Cutting Your Expenses, Not People
Cutting staff or wages, even shutting down plants, can be unfortunate responses to the current economy. Before heading down that road, however, it might be good to consider a few less drastic steps. Regardless of your business, as an owner or part of senior management, you have three main “levers” on your profitability dashboard:
Revenue, Expenses and Cash Flow Management.
Assuming for the moment that you’re doing all you can to maximize revenue, and you have cut expenses to the max—as most everyone has done in this economy—let’s look at some other options.
Personnel
Effective management requires balancing long term interests with short term needs. Over-emphasis on one or the other can get you into trouble. Every time you have to let good people go, you’ve just lost a critical investment in training and productivity, and you’ve taken a hit to morale. So what to do?
- "Lease” employees to another company, perhaps to a customer. You retain a valued resource at little or no cost, your customer benefits from the employee’s expertise without incurring more fixed costs, and you boost your reputation with both.
- Conduct a benefits review and make sure that what you’re providing (and paying for) is appropriate for your business. Changes here can represent an “annuity savings” – beyond immediate cash flow considerations.
- Take advantage of the Minnesota Shared Work Program. If you can identify at least five, non-seasonal, full-time positions that will otherwise be eliminated as a result of a (temporary) slowdown in your business, you may be able to retain these employees at a 20% reduction in work hours.
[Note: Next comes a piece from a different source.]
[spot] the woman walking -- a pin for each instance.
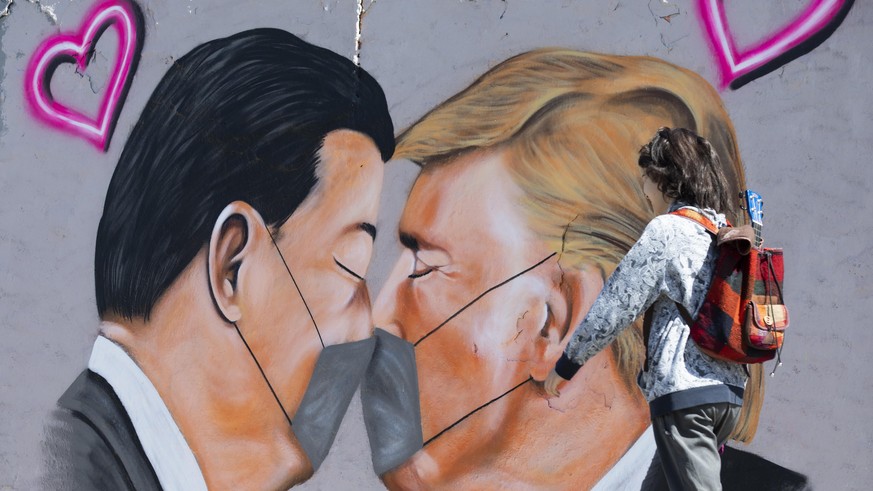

In lieu of lost wages, they will receive equivalent of 20% of their eligible unemployment benefits. As a result, you will be able to maintain morale, productivity and flexibility in the workplace while temporarily reducing your personnel expense (for details, go towww.deed.state.mn.us/sharedwork).
- Ask your employees—at all levels—for ways to reduce costs, improve efficiencies and grow the business. Those on the front lines are typically most able to see opportunities, and they certainly understand the direct link to job retention. In too many cases, however, they’re also the least likely to be asked.
Occupancy
Commercial real estate goes through cycles – from “renters market” to “owners market” and back again. Here are some thoughts:
- If you’re a renter, and see a lot of empty space nearby, or hear of new tenants receiving significant incentives, it may be time to talk with your building owner or leasing agent.
- If you have more space than you need, consider subletting to someone in a similar or complementary business (strategic partner).
- Consider moving to a new location to reduce square footage or take advantage of landlord incentives.
Cash Flow Management
Cash flow management simply means receiving payment as quickly as possible and making best use of it for as long as you have it.
- Make sure that your receivables policy, procedures and terms are clearly understood and complied with – by both employees and customers. (And if not, know why.)
- Talk to your suppliers to see if you can agree to better terms. Simply delaying payments hurts relationships. They’re in the same boat you are, but they might be willing to negotiate in return for some commitment on your part.
- When there is excess cash in your accounts, sweep those funds into an interest-bearing account or pay down your line of credit to reduce interest expense.